A Day in the Life of an Extremely Minor Playwright

Imaginary friends who I make up for purposes of poorly-sourced articles often ask me “What’s it like to be a published playwright whose works have been performed off-off-off-off-off-off-off (continued in footnote) Broadway?”


Broadway: Not there yet

“It’s not everything it’s cracked up to be,” I reply with a world-weary air. “I had more actresses throwing themselves at me when I starred as Santa Claus in my fourth grade Christmas play, and back then I still used Brut Soap-on-a-Rope.”

But all it takes is a day like today to remind me why I first decided to try my hand at playwriting. The mail arrived, and the royalties are starting to pour in like ketchup.

San Cupertino High School Drama Society–thank you for the $5.30 check! New Franklin Community Theatre–I greatly appreciate your generous payment (two signatures required) in the amount of $14.58!


Hey, Big Spender!

But it was the check I received for a performance at Joe Namath Consolidated Regional High School in Beaver Falls, Pennsylvania that made my day. The biggest payday in my playwriting career, which began inauspiciously enough twelve years ago in Maynard, Mass., a town better known for the its marauding motorcycle gangs than its dramatic scene. Forty-four and 16/100 dollars ($44.16)–wow! You guys–your three-night run of The Undertakers Club, my autobiographical tale of a bunch of high school misfits who want to become funeral directors when they grow up must have really kicked some fuc . . . I mean it must have been terrific! Kudos!

I’m tempted to call my wife and make her eat her discouraging words: “Why do you waste your time on community theatre?” she used to say to me. But instead, I decide to take the high road. It seems almost unseemly to be rolling in dough when so many writers are literally stealing pens from the restaurants where they work as waiters to make ends meet, so I decide to share my bounty in the manner of the free-spending Broadway producer who celebrates when the first reviews arrive at The Stork Club to pronounce “My Maiden Aunt” ”boffo,” “socko,” “Bozo” or whatever the Variety nonce adjective of the week is.


“We’re all out of the butternut munchkins.”

Down I go in my building’s elevator to cash my checks at the bank branch on the first floor; for some reason, and in violation of the USA PATRIOT Act, no ID is required. With cash in hand, it’s over to Church Green, site of one of the most popular Dunkin’ Donuts branches in Boston!
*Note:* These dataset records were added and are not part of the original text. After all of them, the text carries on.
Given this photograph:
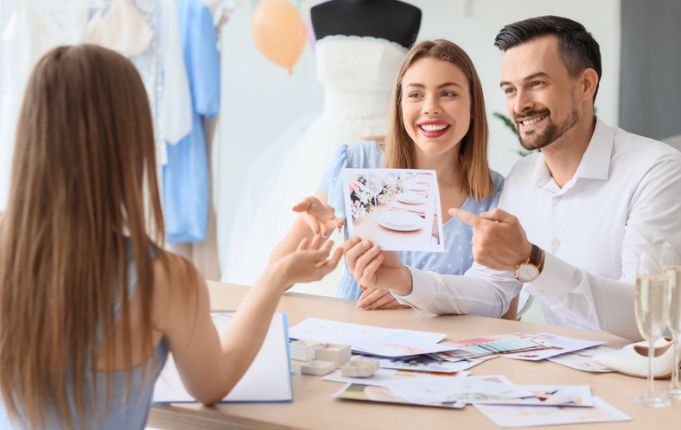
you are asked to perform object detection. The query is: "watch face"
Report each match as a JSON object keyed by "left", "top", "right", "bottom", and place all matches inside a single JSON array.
[{"left": 516, "top": 264, "right": 539, "bottom": 282}]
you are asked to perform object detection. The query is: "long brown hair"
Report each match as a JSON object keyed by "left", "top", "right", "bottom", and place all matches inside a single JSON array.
[
  {"left": 383, "top": 39, "right": 494, "bottom": 201},
  {"left": 0, "top": 45, "right": 164, "bottom": 428}
]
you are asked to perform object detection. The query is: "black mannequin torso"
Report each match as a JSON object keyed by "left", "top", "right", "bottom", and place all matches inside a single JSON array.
[{"left": 310, "top": 0, "right": 421, "bottom": 49}]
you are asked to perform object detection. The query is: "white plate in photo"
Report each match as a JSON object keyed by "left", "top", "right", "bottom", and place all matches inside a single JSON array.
[
  {"left": 377, "top": 211, "right": 425, "bottom": 232},
  {"left": 396, "top": 193, "right": 427, "bottom": 205}
]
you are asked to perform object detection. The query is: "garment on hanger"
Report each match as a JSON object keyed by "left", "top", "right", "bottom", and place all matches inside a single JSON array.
[
  {"left": 162, "top": 0, "right": 220, "bottom": 244},
  {"left": 0, "top": 0, "right": 87, "bottom": 211},
  {"left": 222, "top": 35, "right": 406, "bottom": 289},
  {"left": 159, "top": 0, "right": 192, "bottom": 144},
  {"left": 86, "top": 0, "right": 154, "bottom": 58}
]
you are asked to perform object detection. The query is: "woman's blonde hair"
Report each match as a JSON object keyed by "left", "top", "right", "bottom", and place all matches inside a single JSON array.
[
  {"left": 383, "top": 39, "right": 494, "bottom": 201},
  {"left": 0, "top": 45, "right": 165, "bottom": 429}
]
The homeless guy who holds the door open in the hope that you’ll give him your change on the way out is surprised when I look him in the eye for once, rather than pretending he’s invisible. “Here, my good man!” I say with fulsome appreciation for a job well done. “From the students at the San Cupertino High School to you!” I hand him thirty cents in three dimes, but he demurs.

“Sorry man, dimes fall through the holes in my pockets,” he says as he withdraws his hand.

“Okay,” I reply, one eyebrow arched high in facial criticism of his improvidence. “But if you put that thirty cents in a passbook savings account, in just ten short years you’d have thirty-three cents!”

I step inside where two lines–one “express” for drinks only, one for all items–snake their way to the counter, and make an announcement that has been my life’s dream. “Hey everybody–coffee and Munchkins are on me today!”

A roar goes up unlike any I’ve heard since I moved to Boston thirty-six years ago. It’s as loud in the cramped coffee shop as it was in the old Boston Garden on Memorial Day, 1985, when Scott Wedman hit eleven straight shots–including four three-pointers!–in the opening game of the NBA Finals against the Lakers.


Scott Wedman

 

The waiting patrons surge forward, and I am fearful for a moment that a tragedy is at hand similar to those that used to plague British soccer stadiums and Lynyrd Skynyrd concerts. “Please, everybody, don’t push–I’m getting the 50-piece Munchkin Box!”


“Some guy’s giving away Munchkins today!”

 

That seems to quell the imminent riot. I work my way past the hungry multitude and plop down my money along with a cents-off coupon that will reduce the net price of my generous bounty to $94.


Not that kind of munchkin

 

The counter guy examines it closely. “This expired June 20th,” he says. “You got to pay the full price plus 6.25% meals tax ’cause there’s more than six items, so your total is–$95.86.”

I reach in my pocket, pull out the money that kids all over the country have scrimped and saved and find I’m–forty-three cents short.

“Hey,” I say as I turn around, “can anybody spot me fifty cents–just ’til noon time, I promise!”